Concerning the ordering convention I have oriented myself at
Sheskin, D.J. (2004) The Handbook of Parametric and Nonparametric Statistical Procedures. Chapman \& Hall/CRC, 3rd edition,
which is a very readable introduction to the subject (Chapter 32, page 1109).
It is important to notice that Goodman and Kruskal's Gamma can be used on ordinal data. This means that there is necessity for a natural ranking of the data (I'll come back to this point at the end). It is furthermore convention that the categories are organized such that we go from low to high values (for both, rows and columns), and I will work under the assumption that your data are given in this format.
Finally I'll summarize your data in a matrix $M$ (with $r=3$ rows and $c=6$ columns) given as \begin{align*} M = \begin{pmatrix} 9 & 8 & 27 & 8 & 47 & 236\\ 23 & 39 & 88 & 49 & 179 & 706\\ 28 & 48 & 89 & 19 & 104 & 293 \end{pmatrix}. \end{align*}
To calculate $n_c$ we need to find the concordant pairs for all entries and multiply them with the corresponding frequency. For example for entry $m_{1,1}$ we compute \begin{align*} n^c_{1,1} &= m_{1,1} \sum^{r}_{k=1+1} \sum^{c}_{l=1+1} m_{k,l}\\ &= 9 (39+88+49+179+706+48+89+19+104+293)\\ &= 14526 \end{align*} or generally \begin{align*} n^c_{i,j} = m_{i,j} \sum^{r}_{k=i+1} \sum^{c}_{l=j+1} m_{k,l} \end{align*} (of course we set $n^c_{i,j} = 0$ in case of an index miss-match). The numbers $n^c_{i,j}$ are therefore found by adding up all cells that are to the bottom right of $m_{i,j}$ and then multiplying it with the frequency $m_{i,j}$. Finally we have \begin{align*} n_c = \sum^{r}_{i=1} \sum^{c}_{j=1} n^c_{i,j} = 261323. \end{align*} You actually computed these numbers correctly, but you called them $n_d$ for the discordant pairs - as I said I'll stick to the usual ordering.

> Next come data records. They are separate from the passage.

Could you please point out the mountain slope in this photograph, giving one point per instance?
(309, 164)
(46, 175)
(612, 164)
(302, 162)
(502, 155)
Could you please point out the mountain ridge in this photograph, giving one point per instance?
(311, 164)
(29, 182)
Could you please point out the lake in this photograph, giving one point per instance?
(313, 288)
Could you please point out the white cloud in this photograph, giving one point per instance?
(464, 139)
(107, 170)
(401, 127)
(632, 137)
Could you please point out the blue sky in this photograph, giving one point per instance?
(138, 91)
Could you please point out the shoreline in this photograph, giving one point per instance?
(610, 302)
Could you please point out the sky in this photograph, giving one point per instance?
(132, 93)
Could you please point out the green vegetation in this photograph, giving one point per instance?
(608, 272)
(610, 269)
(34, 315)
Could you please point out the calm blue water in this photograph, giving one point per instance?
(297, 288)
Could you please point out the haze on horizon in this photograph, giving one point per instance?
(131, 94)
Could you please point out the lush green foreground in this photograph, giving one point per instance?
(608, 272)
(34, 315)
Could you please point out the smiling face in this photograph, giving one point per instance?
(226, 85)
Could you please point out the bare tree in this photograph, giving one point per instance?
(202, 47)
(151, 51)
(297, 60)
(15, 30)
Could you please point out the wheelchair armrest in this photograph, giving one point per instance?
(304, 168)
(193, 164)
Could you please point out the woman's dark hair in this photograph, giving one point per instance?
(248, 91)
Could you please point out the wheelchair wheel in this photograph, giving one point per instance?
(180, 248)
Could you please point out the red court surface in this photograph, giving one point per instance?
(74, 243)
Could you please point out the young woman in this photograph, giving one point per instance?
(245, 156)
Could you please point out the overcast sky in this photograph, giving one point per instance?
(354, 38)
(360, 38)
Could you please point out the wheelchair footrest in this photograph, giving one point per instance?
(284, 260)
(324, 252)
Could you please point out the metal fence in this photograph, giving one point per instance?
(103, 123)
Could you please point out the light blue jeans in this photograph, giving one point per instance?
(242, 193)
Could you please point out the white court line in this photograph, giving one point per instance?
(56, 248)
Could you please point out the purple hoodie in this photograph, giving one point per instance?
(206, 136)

Now to get the values for the discordant pairs we calculate \begin{align*} n^d_{i,j} = m_{i,j} \sum^{i-1}_{k=1} \sum^{c}_{l=j+1} m_{k,l} \end{align*} (again empty sums give the value $0$). The numbers $n^d_{i,j}$ are therefore found by adding up all cells that are to the bottom left of $m_{i,j}$ and then multiplying the result with the frequency $m_{i,j}$. Finally we have \begin{align*} n_d = \sum^{r}_{i=1} \sum^{c}_{j=1} n^d_{i,j} = 433960 \end{align*} As before you computed these numbers correctly, but you associated them to the concordant pairs.

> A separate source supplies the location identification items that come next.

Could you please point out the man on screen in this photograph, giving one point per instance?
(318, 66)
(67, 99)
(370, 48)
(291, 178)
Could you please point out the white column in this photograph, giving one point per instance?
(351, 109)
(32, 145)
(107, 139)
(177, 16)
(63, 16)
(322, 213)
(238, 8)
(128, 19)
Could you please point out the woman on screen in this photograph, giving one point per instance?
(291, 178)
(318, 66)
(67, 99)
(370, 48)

Using my numbers I get a final value of \begin{align*} G = \frac{n_c - n_d}{n_c + n_d} = \frac{261323 - 433960}{261323 + 433960} = -0.2482975, \end{align*} where I think you had a typo missing the $4$, and the sign is wrong (due to flipping $n_c$ and $n_d$).

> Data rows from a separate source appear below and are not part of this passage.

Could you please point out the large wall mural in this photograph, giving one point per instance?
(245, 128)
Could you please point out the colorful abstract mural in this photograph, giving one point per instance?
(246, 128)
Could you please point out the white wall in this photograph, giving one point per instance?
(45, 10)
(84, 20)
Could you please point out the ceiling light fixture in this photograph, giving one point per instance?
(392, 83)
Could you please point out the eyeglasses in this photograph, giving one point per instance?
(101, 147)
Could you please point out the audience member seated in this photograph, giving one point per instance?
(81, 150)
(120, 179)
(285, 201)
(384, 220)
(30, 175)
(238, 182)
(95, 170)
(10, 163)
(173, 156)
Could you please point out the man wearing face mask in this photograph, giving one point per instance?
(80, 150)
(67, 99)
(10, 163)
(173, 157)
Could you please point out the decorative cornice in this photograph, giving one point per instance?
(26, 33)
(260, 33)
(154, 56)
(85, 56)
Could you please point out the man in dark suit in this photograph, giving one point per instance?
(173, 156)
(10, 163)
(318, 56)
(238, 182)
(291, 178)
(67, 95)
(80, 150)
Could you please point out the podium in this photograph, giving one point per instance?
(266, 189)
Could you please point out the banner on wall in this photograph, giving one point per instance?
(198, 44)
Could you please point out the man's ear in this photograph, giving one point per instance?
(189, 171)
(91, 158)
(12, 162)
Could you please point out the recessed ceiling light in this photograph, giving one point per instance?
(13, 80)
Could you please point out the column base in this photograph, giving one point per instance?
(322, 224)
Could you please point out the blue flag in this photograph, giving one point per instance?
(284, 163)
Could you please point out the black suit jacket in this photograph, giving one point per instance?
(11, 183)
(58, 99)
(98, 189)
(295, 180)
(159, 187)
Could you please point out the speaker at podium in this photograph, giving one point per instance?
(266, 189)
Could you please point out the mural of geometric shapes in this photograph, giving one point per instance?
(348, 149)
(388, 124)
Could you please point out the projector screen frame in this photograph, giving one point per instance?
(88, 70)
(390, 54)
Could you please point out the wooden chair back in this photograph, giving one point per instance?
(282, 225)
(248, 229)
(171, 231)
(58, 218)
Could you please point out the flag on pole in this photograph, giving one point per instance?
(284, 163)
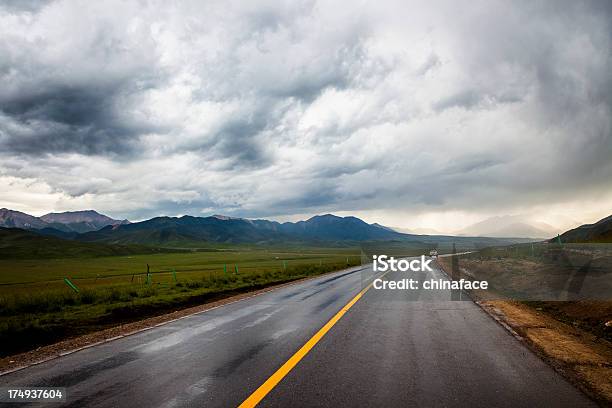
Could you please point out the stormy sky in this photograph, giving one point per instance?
(410, 114)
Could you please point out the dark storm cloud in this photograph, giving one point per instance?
(65, 119)
(16, 6)
(278, 108)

This is as much as I can say considering this an exercise to get familiar with a statistics tool.
In terms of interpretation I would however be cautious: as I noted earlier this analysis only makes sense if it is possible to rank the data. In terms of education the ranking is clear, but ranking believes seems a bit less obvious to me - is "don't believe" bigger or smaller than "Know God exists"? You could probably get away with labeling it believe strength but even then I would advice to double check the literature to make sure this setup has a valid interpretation.
p.s. instead of doing these calculations by hand standard statistical software (such as R) can perform the calculations for you :-) (package vcdExtra for R).